The tostadas of my youth were massive: giant tortillas fried into bowls that held beans, tomatoes, meat and a mountain of shredded iceberg. The first time I ordered a tostada from a taco truck, I picked up my paper plate and wondered, What is this small, flat thing and how do I eat it? A "tostada salad" is not actually a tostada, it turns out.
But pile nearly anything onto a small, fried corn tortilla and it can be a tostada. For this recipe, frying the tortillas is the only real work required, but it's quick and relatively straightforward as far as deep-frying goes. The first time I tried it, I just winged it, and the tortillas came out beautifully puffed and a little crinkled; later I learned that pressing a metal spatula down on the tortilla as it fries will give you a flat, even tostada shell like the taco trucks serve. I actually prefer my wonky version, since it cups the ingredients a little better, but feel free to churn out perfectly flat ones instead.

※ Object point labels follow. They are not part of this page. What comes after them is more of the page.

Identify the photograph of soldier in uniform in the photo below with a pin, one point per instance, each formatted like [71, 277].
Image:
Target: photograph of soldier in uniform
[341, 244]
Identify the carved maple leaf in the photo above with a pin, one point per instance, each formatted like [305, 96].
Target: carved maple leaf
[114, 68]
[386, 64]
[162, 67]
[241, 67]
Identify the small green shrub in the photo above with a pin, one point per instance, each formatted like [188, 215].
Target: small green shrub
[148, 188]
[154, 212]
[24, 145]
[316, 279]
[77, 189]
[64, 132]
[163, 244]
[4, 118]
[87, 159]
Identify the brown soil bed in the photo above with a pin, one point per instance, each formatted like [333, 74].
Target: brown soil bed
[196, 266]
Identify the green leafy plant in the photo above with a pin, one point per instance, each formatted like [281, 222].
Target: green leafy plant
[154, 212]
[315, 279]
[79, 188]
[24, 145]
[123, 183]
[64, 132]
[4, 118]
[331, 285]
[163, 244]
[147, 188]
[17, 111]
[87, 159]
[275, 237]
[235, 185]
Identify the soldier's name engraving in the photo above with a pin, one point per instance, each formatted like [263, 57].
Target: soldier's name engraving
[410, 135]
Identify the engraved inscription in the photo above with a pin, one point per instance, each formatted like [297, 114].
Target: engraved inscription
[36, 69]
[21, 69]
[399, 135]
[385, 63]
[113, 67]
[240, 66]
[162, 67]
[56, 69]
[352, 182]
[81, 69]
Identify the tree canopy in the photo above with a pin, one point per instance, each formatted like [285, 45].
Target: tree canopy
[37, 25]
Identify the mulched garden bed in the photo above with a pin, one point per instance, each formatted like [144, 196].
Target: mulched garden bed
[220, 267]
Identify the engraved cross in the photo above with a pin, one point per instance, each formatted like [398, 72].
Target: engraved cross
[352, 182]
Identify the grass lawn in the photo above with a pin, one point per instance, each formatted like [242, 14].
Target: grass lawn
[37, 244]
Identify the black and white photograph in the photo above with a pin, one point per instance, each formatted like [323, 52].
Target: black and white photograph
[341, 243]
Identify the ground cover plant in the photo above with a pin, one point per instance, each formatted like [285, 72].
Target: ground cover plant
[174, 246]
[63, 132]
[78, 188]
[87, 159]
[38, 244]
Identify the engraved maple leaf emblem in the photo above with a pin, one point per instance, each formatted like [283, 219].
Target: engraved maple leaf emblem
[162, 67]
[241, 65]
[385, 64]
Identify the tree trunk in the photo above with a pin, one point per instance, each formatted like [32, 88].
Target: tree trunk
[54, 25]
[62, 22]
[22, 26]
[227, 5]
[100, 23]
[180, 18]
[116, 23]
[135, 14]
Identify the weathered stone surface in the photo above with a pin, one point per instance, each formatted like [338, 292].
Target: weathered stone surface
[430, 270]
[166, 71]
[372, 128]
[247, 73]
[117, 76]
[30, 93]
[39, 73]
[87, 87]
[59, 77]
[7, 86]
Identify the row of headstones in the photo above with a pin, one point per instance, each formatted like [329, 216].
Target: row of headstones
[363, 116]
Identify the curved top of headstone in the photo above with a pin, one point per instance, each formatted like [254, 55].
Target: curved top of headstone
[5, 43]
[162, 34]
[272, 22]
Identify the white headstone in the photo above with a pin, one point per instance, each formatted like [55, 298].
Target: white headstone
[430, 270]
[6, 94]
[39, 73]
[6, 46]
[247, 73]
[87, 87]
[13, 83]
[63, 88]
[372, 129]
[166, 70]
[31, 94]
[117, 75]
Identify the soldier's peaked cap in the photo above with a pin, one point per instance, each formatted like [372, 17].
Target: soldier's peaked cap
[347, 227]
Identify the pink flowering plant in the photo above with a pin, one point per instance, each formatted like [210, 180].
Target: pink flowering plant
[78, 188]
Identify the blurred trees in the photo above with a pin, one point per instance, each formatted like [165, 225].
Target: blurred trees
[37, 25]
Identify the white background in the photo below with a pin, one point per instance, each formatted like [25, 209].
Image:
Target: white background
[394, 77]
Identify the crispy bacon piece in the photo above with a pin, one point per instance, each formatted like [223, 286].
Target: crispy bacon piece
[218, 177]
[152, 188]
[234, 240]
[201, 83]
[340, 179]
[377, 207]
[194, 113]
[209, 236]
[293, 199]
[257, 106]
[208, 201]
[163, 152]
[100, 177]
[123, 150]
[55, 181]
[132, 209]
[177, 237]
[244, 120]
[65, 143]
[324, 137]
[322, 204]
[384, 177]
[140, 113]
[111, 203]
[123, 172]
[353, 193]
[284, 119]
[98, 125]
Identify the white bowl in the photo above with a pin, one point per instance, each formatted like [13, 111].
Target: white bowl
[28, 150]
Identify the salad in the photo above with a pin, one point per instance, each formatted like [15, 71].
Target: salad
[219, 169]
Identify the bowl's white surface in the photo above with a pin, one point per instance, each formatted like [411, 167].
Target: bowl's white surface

Although tostadas are usually picked up and eaten like a slice of pizza, this method has never worked for me. Instead, I usually break the bottom shell into manageable pieces and eat them like you might eat nachos, scooping up whatever falls off with a chunk of the crispy tortilla. If you prefer to pick up and eat your tostadas, replace the black beans with black refried beans, which will help the other topping stick to the shell.
The corn is left raw, as it was in the dish that inspired this recipe, because I like the crunch and freshness it adds. The creamy dressing made with Greek yogurt, and a little lime juice and a big handful of cilantro brings all the toppings together. Quite honestly, this dressing is worth making even if you aren't interested in the tostada; it's fresh and zingy and tastes just as good on falafel as it does on a plain green salad.
Or a tostada salad, for that matter.
Corn, Tomato and Black Bean Tostadas with Creamy Cilantro DressingMakes 2 servings
For the dressing:
1 cup cilantro leaves and stems, roughly chopped
1/2 cup Greek yogurt
1/2 teaspoon salt
1/2 teaspoon lime juice
Zest of 1 lime
2 tablespoons grapeseed or other neutral oil
For the tostadas:
1 cup cooked black beans, drained
2 ears corn, shucked
1 cup cherry tomatoes
4 corn 6" tortillas, plus more to test oil
In a small food processor, combine all the ingredients for the dressing except the grapeseed oil and process until the mixture is very smooth. Drizzle in the oil and process until it is fully incorporated.
In a small bowl, combine the beans with half the dressing and stir. Set the remaining dressing aside.
Using a sharp knife, cut the corn kernels from the cob. Halve the cherry tomatoes.
Fill a heavy-bottomed pot with a 1-inch layer of oil and heat on the stove over medium-high heat until very hot. To test, place a small piece of tortilla in the oil — if furious bubbles form around the edges and it floats to the top of the oil, the temperature is right. One at a time, fry the tortillas for 1-2 minutes, flipping halfway through. The tortilla will puff up, become crispy, and turn golden-brown as it fries. (For a flatter tostada shell, press down with a metal spatula as it cooks.) Remove to a paper-towel-lined plate and sprinkle with a little salt. Repeat with the remaining tortillas.
To assemble, place two fried tortillas on each plate. Layer on the beans, corn and tomatoes, dividing evenly between the four tortillas. Generously drizzle each tostada with more of the cilantro dressing and serve immediately.
• I use full-fat Greek yogurt for the dressing. Low- or non-fat will work as well, but taste before adding the lime juice, as it may be tart enough without it.
• If you don't want to bother with frying the tortillas, you can use store-bought tostada shells or serve with a handful of tortilla chips instead. Or simply warm the corn tortillas and serve the mixture as soft tacos.
• For a less messy tostada, use refried beans in place of the black beans.